Mots clés :informatique en nuage

L'adoption de l'informatique en nuage freinée par les préoccupations liées à la sécurité.

La sécurité apparaît en tête des raisons pour lesquelles les entreprises ne sont pas intéressées par le modèle d'hébergement à péage («pay-per-use») des serveurs virtuels, relève une récente enquête du cabinet d'étude de marchés Forrester réalisée en Europe et en Amérique du Nord. 49% des personnes ayant répondu à cette enquête, issues de grandes entreprises, et 51% de celles travaillant dans des PME citent la sécurité et la protection de la sphère privée comme étant les principales causes qui les incitent à ne pas utiliser l'informatique en nuage («cloud computing»).

Cette étude révèle par ailleurs que 72% des grandes entreprises ayant répondu utilisent la virtualisation de serveurs x86, ou sont en train de migrer sur une telle architecture, contre 54% en 2008. Et une PME sur deux utilise ou est en train de passer à une solution de virtualisation de leurs serveurs.

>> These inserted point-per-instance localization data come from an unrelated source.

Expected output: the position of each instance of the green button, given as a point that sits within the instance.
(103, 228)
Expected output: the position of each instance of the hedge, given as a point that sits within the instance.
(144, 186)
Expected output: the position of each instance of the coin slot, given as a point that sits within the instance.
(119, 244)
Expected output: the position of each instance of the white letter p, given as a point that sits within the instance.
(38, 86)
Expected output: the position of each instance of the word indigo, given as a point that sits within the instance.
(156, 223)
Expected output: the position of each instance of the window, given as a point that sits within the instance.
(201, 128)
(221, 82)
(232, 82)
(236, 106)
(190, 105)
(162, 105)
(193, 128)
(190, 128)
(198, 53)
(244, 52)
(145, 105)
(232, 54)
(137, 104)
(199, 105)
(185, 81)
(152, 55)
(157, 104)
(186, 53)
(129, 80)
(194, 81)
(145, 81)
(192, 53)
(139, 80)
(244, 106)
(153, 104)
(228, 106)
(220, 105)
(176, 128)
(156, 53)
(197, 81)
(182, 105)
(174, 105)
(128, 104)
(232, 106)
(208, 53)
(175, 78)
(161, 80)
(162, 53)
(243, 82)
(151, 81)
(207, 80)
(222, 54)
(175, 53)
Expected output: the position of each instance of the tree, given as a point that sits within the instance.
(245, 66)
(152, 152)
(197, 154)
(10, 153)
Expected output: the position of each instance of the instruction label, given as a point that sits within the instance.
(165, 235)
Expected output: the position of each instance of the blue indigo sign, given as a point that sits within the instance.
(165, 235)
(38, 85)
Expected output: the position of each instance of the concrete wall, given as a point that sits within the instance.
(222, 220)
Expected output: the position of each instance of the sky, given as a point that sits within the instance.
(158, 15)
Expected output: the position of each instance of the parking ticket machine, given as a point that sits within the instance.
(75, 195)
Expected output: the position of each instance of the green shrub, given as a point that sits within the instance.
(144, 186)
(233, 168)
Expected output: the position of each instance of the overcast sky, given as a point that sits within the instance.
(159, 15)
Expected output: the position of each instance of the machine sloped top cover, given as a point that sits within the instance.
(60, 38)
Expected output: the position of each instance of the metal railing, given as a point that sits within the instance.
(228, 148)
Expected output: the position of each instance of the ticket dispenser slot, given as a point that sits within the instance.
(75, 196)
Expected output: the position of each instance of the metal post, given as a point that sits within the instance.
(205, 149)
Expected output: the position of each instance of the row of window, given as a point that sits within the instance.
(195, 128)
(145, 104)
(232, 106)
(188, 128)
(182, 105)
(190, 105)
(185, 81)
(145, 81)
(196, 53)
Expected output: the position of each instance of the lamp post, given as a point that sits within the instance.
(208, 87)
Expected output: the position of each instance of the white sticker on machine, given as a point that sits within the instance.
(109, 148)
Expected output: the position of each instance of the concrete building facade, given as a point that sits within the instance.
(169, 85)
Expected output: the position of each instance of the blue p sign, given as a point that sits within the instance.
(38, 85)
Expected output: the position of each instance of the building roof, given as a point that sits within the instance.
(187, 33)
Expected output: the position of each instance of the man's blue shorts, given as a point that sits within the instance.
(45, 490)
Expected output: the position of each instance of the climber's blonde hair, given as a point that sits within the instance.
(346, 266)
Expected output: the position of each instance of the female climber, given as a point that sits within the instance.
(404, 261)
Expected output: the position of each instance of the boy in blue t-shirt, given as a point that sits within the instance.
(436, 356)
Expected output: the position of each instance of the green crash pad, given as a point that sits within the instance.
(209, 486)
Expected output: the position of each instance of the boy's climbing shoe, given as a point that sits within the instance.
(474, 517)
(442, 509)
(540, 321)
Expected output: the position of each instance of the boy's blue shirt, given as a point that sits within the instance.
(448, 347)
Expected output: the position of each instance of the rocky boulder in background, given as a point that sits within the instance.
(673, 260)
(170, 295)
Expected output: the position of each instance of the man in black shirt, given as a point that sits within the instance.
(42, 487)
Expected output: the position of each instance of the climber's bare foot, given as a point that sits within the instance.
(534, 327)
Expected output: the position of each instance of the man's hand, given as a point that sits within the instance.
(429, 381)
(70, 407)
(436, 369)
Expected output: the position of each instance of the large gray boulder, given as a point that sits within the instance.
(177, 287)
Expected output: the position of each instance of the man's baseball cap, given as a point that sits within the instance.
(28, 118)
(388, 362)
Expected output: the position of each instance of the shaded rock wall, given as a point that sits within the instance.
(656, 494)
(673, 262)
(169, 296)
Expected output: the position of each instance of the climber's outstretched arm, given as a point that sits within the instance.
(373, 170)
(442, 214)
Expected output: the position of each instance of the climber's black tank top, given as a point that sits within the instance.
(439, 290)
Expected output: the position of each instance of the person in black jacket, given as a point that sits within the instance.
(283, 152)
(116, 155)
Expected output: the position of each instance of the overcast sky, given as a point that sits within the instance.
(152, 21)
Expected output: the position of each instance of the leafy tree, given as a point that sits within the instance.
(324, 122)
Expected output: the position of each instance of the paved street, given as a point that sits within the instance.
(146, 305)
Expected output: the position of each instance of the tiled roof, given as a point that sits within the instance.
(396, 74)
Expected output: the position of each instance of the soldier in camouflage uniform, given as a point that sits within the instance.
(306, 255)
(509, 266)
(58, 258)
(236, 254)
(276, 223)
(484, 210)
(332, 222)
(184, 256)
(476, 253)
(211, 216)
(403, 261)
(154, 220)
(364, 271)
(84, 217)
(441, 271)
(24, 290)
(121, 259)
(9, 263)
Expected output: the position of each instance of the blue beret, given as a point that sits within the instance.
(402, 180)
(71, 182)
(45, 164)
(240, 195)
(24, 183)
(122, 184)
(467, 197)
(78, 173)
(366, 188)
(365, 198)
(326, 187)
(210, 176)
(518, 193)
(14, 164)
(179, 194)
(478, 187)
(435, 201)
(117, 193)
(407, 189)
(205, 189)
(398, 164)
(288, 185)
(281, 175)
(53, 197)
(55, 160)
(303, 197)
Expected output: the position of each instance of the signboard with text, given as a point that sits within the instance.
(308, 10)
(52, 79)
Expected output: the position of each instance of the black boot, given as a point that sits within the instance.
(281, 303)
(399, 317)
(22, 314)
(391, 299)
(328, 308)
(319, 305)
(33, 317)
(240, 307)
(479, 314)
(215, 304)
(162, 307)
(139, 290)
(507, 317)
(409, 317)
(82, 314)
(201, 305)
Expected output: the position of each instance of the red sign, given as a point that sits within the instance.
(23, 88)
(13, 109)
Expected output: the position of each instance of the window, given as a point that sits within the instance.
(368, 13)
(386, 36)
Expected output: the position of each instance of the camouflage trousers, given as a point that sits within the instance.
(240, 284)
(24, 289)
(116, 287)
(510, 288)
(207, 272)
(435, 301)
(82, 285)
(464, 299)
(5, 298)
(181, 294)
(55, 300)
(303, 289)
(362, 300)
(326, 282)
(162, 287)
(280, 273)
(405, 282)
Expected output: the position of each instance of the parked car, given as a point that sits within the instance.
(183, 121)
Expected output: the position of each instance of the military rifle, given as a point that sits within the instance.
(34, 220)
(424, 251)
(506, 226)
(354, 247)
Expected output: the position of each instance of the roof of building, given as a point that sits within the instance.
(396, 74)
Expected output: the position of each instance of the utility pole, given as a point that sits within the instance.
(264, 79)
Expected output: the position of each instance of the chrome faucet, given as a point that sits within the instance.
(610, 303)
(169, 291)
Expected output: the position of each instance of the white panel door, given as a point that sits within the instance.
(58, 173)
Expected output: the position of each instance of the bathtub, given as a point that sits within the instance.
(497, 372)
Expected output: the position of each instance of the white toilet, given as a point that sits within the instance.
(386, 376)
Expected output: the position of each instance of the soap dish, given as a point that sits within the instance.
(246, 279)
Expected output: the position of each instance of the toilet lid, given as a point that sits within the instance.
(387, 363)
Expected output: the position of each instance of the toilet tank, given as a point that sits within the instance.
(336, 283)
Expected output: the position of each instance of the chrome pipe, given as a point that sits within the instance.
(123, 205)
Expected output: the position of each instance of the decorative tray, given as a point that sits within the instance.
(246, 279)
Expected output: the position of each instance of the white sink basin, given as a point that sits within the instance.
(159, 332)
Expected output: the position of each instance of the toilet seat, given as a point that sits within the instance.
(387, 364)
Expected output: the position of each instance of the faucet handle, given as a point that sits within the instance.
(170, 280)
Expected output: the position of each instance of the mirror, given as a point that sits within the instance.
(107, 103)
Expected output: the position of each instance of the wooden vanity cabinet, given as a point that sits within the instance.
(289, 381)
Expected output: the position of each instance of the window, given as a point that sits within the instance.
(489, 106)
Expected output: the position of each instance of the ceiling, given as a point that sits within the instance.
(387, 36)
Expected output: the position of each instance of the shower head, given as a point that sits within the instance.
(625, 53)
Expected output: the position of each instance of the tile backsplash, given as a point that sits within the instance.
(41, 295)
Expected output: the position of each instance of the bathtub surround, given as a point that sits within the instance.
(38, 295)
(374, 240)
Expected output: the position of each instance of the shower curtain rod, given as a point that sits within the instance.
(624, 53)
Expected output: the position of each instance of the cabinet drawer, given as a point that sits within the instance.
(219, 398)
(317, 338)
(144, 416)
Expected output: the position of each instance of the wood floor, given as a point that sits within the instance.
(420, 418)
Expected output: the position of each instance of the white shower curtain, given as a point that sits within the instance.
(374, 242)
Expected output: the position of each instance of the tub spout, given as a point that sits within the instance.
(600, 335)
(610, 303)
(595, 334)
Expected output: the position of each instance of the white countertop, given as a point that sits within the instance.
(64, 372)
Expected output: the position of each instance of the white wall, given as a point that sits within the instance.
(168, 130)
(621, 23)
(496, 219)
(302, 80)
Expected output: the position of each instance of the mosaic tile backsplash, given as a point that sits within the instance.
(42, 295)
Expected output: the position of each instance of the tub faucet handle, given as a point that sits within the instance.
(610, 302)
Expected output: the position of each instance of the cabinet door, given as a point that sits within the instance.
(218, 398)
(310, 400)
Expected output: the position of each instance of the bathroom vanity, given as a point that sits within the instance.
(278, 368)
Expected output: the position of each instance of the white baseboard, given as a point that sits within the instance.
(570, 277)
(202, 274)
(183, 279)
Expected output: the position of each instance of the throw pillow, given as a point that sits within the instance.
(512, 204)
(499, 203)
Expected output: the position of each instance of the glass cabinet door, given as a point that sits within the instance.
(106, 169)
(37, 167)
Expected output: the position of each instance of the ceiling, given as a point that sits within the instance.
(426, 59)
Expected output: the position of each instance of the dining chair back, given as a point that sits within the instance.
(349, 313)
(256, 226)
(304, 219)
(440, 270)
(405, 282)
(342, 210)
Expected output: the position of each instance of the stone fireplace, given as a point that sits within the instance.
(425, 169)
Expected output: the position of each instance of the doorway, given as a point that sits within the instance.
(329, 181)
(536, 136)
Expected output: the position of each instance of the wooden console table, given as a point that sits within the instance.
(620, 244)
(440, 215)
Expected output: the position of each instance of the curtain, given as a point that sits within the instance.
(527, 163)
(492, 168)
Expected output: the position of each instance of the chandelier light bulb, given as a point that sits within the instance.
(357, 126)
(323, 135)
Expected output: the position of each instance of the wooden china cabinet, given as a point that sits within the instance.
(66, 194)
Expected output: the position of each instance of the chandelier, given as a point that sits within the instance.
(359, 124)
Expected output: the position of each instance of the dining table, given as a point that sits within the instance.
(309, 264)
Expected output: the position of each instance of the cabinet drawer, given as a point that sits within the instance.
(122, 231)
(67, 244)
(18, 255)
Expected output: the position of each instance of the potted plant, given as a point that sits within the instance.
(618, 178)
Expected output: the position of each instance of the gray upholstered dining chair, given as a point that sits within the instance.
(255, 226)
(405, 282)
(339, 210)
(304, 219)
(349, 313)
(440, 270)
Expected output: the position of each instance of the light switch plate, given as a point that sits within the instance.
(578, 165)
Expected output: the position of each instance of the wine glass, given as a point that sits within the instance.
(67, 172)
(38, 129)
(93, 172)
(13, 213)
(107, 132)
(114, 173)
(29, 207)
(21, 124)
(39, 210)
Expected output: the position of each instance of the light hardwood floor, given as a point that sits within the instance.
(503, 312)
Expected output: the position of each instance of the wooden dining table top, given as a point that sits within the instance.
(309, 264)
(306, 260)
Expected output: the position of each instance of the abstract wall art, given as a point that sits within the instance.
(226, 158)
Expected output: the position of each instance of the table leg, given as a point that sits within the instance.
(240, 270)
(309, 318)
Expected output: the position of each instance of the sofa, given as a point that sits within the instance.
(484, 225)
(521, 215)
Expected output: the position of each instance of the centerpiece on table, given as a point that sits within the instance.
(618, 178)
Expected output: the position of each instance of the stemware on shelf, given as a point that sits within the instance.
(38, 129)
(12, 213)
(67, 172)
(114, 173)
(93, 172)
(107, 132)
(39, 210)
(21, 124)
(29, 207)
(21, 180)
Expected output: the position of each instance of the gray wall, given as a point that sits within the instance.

De plus, 24% des PME restantes prévoient de faire le saut dans les douze prochains mois.

Les entreprises interrogées ont montré un faible intérêt pour l'hébergement sur des serveurs virtuels, qui est l'un des différents types de services en nuage offerts sur le marché. Le pourcentage des grandes entreprises utilisant l'hébergement à péage de serveurs virtuels a atteint 3% en 2009, ce qui représente le même taux qu'en 2008, alors qu'elles envisageaient de développer ce genre d'architecture. Quant aux PME, elles sont seulement 4% à avoir déjà déployé l'hébergement à péage sur serveurs virtuels, contre 2% en 2008. Le manque de sécurité et de maturité ainsi que les coûts constituent les principales raisons pour lesquelles les entreprises n'utilisent pas les serveurs hébergés en nuage.

Les entreprises sont par contre beaucoup plus motivée à réduire la consommation électrique de leurs centres informatiques. Pas moins de 60% d'entre elles confirment leur intérêt en vue de s'engager dans la voie de l'informatique verte, alors qu'elles n'étaient encore que 51% à être de cet avis l'année dernière.

 

Une récente étude réalisée par Cloud Security Alliance (CSA) et HP énumère les principaux danger auxquels les entreprises sont confrontées quand elles se lancent dans l'informatique en nuage.

Cette étude basée sur les résultats d'une enquête réalisée auprès des spécialistes de la sécurité informatique laisse entrevoir un bon nombre de dangers liés à l'irruption de programmes malveillants qui exploitent les failles de sécurité des solutions qui permettre d'interconnecter les ordinateurs au sein de ces nuages de serveurs informatiques. Parmi les maliciels les plus répandus, on peut mentionner Zeus-Botnet et des Chevaux de Troie tels qu'Infortealing. Il s'agit de programmes pirates qui attaquent plus particulièrement les données des environnements distribués.

 

Cette étude rappelle pourtant qu'une mauvaise intention se cache toujours derrière toute menace. Depuis que le concept du Web 2.0 a fait son chemin dans la communauté informatique, les pages Web utilisent les interfaces de programmation des applications pour reconstituer des données provenant de différentes sources. Une interface qui présente des failles peut avoir des répercussions négatives sur un grand nombre d'utilisateurs. De telles menaces s'amplifient au sein d'un environnement informatique en nuage et avec des technologies idoines. Elles constituent de ce fait un risque nettement plus important pour les données et les systèmes informatiques.